In spite of Gulbarga’s religious and historical significance, its monuments pale in comparison with those at Bijapur, and even Bidar. Unless you’re particularly interested in medieval Muslim architecture, few are worth breaking a journey to see. The one exception is the tomb complex on the northeast edge of town, known as the Dargah. Approached via a broad bazaar, this marble-lined enclosure centres on the tomb of Hazrat Gesu Daraz, affectionately known to his devotees as Bandah Nawaz, or “the long-haired one who brings comfort to others”. The saint was spiritual mentor to the Bahmani rulers, and it was they who erected his beautiful double-storeyed mausoleum, now visited by hundreds of thousands of Muslim pilgrims each year. Women are not allowed inside, and men must wear long trousers. The same applies to the neighbouring tomb, whose interior has retained its exquisite Persian paintings. The Dargah’s other important building, open to both sexes, is the madrasa, founded by Bandah Nawaz and enlarged during the two centuries after his death.

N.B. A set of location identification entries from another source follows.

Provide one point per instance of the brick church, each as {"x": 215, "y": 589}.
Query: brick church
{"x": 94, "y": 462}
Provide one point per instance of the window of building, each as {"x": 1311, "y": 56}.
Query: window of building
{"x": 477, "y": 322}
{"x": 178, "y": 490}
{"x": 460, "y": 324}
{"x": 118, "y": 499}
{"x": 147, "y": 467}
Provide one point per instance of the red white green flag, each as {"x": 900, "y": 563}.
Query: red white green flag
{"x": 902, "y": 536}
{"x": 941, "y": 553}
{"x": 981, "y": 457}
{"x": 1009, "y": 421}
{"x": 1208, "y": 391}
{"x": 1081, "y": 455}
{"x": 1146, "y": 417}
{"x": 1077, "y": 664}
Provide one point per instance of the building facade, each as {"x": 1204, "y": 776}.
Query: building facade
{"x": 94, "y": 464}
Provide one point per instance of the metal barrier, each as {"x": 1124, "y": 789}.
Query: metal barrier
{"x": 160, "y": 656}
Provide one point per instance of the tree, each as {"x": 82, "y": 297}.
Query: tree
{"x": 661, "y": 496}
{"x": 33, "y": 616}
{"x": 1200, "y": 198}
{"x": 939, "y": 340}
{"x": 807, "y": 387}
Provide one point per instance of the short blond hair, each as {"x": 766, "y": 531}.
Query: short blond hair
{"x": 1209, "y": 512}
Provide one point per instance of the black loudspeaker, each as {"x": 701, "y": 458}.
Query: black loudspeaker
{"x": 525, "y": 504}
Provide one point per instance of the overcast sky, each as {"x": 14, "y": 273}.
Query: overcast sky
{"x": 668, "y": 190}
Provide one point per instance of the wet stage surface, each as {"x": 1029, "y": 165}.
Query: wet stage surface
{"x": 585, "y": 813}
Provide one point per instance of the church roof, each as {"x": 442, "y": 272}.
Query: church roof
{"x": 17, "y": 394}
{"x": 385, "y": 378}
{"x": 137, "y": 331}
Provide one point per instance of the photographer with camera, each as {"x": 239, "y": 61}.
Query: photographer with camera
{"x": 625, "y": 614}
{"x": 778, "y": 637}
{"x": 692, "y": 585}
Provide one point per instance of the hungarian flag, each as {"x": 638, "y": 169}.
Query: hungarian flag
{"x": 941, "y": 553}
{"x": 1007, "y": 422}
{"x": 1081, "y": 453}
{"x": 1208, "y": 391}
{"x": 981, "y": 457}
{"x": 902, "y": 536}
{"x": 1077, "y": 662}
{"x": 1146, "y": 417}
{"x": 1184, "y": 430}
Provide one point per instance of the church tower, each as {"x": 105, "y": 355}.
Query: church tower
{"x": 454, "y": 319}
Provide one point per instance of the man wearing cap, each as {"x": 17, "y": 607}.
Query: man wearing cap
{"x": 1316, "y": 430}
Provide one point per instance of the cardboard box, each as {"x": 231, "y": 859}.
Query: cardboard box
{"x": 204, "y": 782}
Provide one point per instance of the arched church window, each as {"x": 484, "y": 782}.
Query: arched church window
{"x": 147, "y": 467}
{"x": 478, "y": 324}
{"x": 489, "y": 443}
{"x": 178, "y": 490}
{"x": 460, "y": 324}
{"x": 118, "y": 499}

After mingling with the crowds at the Dargah, escape across town to Gulbarga’s deserted fort. Encircled by sixteen-metre-thick crenellated walls, fifteen watchtowers and an evil-smelling stagnant moat, the great citadel now lies in ruins behind the town’s large artificial lake. Its only surviving building is the beautiful fourteenth-century Jama Masjid. Thought to have been modelled by a Moorish architect on the great Spanish mosque of Cordoba, it is unique in India for having an entirely domed prayer hall.